Месть забытой Природы, по счастью (именно так — по счастью), довольно рано приперла меня к стене. Проявилась плохая сосудистая наследственность.
Уже в 29 лет (после выхода моей первой книги) познал на себе, что такое грудная жаба — стенокардия. Сначала просто «сдыхал», когда случалось поиграть в бадминтон или в любимый футбол. Сдавливало грудь, заходилось дыхание... А потом вдруг обнаружил, что не могу пробежать и 30 метров, не ощутив холодный кол за грудиной; не мог быстро ходить, сердечные боли появлялись даже в покое, поползла вниз умственная работоспособность...
Таскал с собой валидол — по кардиограмме диагностировали ишемическую болезнь...
В то время книга Гилмора «Бег ради жизни» не была еще широко известна — стенокардию лечили химией и так называемым покоем — малоподвижностью.
Опять самовосстание: понял, вернее, какой-то глубиной вспомнил: спасет движение! — да, то самое, чего меня хочет лишить проклятая жаба... Долой табак!

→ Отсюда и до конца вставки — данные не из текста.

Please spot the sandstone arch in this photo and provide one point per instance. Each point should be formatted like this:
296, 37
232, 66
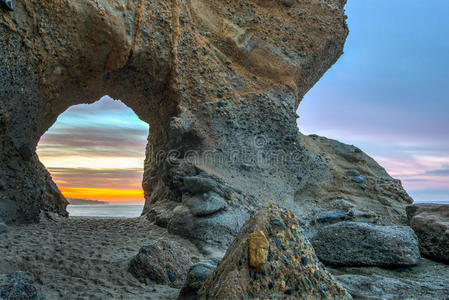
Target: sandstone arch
209, 77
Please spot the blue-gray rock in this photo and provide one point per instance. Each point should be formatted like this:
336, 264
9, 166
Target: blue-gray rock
341, 204
207, 204
430, 221
353, 173
197, 275
426, 281
3, 228
359, 179
332, 216
362, 244
8, 4
18, 286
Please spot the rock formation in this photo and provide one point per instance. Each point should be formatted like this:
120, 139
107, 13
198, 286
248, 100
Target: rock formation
18, 285
428, 280
164, 262
196, 277
362, 244
218, 82
431, 224
271, 259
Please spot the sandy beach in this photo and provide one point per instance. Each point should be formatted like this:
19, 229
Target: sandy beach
84, 258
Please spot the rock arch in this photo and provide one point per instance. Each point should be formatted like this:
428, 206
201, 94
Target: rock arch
210, 77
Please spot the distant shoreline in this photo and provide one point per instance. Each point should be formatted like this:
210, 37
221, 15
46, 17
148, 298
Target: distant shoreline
74, 201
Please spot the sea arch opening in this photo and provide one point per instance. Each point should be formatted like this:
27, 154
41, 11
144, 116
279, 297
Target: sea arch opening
95, 154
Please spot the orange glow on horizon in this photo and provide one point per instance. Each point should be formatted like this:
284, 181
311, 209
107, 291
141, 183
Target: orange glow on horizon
103, 194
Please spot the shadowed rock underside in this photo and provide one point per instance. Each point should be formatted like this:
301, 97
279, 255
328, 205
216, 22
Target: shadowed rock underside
218, 82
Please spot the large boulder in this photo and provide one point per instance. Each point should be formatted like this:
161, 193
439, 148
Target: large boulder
428, 280
362, 244
18, 286
161, 261
196, 277
271, 259
431, 224
219, 82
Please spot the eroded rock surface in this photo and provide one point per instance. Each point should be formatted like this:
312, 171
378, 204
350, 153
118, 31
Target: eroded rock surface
362, 244
218, 81
196, 277
431, 224
427, 280
271, 259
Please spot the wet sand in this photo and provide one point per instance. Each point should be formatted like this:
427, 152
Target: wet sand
84, 258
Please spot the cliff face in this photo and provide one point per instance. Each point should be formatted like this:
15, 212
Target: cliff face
217, 81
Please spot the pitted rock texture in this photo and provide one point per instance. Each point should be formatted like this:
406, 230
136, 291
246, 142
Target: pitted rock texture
286, 268
164, 262
431, 224
197, 275
362, 244
218, 82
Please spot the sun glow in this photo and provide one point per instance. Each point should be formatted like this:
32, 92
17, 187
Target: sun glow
103, 194
96, 152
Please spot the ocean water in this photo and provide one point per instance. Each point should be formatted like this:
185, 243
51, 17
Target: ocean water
106, 211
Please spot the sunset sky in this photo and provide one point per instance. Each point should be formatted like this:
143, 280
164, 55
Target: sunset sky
388, 94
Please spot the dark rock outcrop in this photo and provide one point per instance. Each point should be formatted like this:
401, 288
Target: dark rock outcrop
271, 259
3, 228
164, 262
196, 277
362, 244
431, 224
427, 280
18, 286
218, 81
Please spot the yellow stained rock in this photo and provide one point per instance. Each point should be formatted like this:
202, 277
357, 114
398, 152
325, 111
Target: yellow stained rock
257, 249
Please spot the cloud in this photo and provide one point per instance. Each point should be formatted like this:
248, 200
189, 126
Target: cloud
79, 136
444, 172
98, 178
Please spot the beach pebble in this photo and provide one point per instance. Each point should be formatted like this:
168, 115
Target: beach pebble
363, 244
3, 228
8, 4
164, 262
18, 286
197, 275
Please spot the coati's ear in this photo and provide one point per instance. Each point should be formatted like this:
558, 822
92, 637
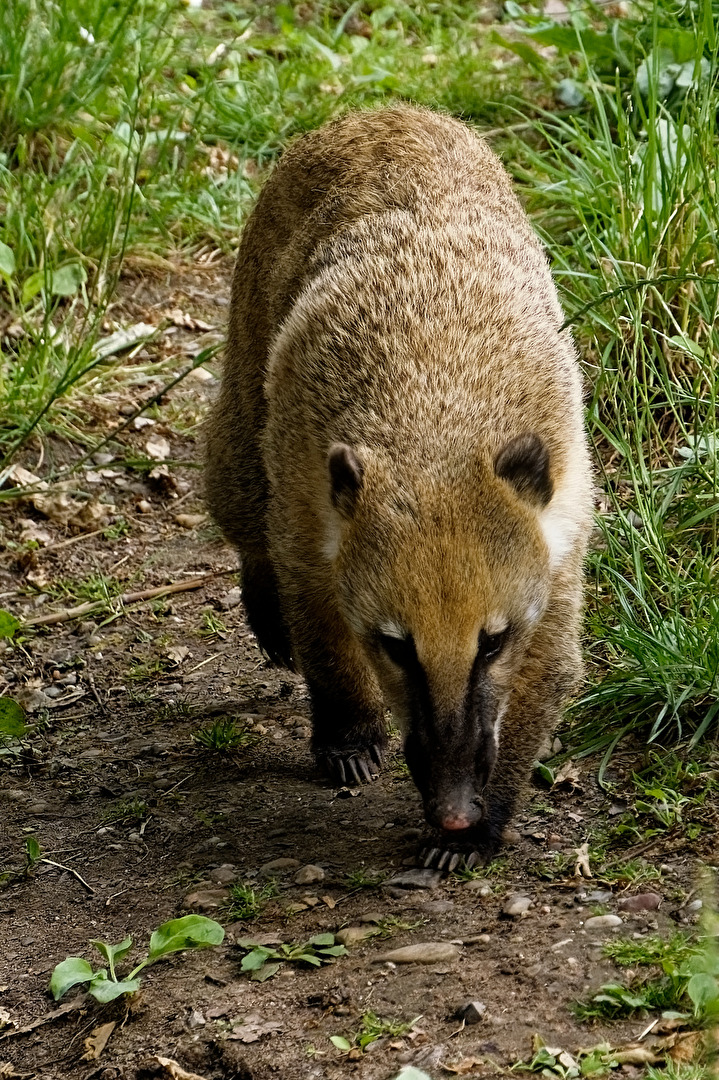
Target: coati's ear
525, 463
346, 476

Да здравствует воздух! Даешь движение!..
И сразу же поражение. Мордой об стол.
Бросив курить, за год не сумел написать ни странички связного текста... Зависимость, захватившая умственные механизмы, курящие писатели сразу поймут, о чем речь, хотя знаю и некоторых, бросивших с превеликим плюсом. Пополз в депрессию, закурил опять, пуще прежнего, но хватило ума не запрезирать себя. Решил — постараюсь, насколько возможно, уравновесить вред табака, отберу свое на других фронтах...
Изменил питание. Подружился с водой. Стал фанатиком свежего воздуха. И — в моем случае главное — начал расхаживаться: ходить, ходить больше, ходить быстрее, еще быстрее, ходить очень быстро, ходить только быстро... Сперва, как и следовало ожидать, очень быстро появлялась загрудинная боль. Несколько раз останавливался в удушающем спазме, с туманом в глазах и ревом в затылке — ну все, приехал, привет инфаркту...
Рисковал с верой, и пришел, настал этот великий миг, который я навсегда запомнил и тут же назвал
В этот миг я, конечно, не думал о том, что происходит, не сознавал, что перехожу на другую генопрограмму, меняю свой «угол наклона», но тело знало.
Потом больше не останавливался. лишь сбавлял ненадолго скорость. Логично все: сердце ноги кормят.
И мозг кормят, и все остальное. Взнузданные сосуды повинуются быстроте; за час стремительно-упоенной ходьбы на открытом воздухе — ходьбы мощной, до пота, ходьбы до счастья — ходьбы пробивной — организм платит тремя-четырьмя, a то и шестью-восемью часами прекрасного тонуса.
Во время такой ходьбы — и такой же гимнастики (присоединил вскоре) — мой мозг, отдыхая, выполняет уйму работы. Найти ключ к решению, подход к сложному пациенту, найти слово, мелодию, замыслить проект, вообразить диалог, увидеть картину... Все это за столом лишь на 15—20 процентов, а остальное в движении. (Еще процентов десять — не по количеству, но по качеству самых главных — в глубоком расслаблении и во сне...)
Лучшими страницами, интереснейшими идеями, любимейшими стихами обязан я своим двум верным друзьям-докторам: свежему воздуху и собственным мускулам.
Когда пишу книгу или большое письмо — возвращаясь с прогулки, несу в голове несколько готовых страниц, которые остается лишь побыстрее перенести на бумагу. (Три прогулки в парке Сокольники произвели и это письмо.)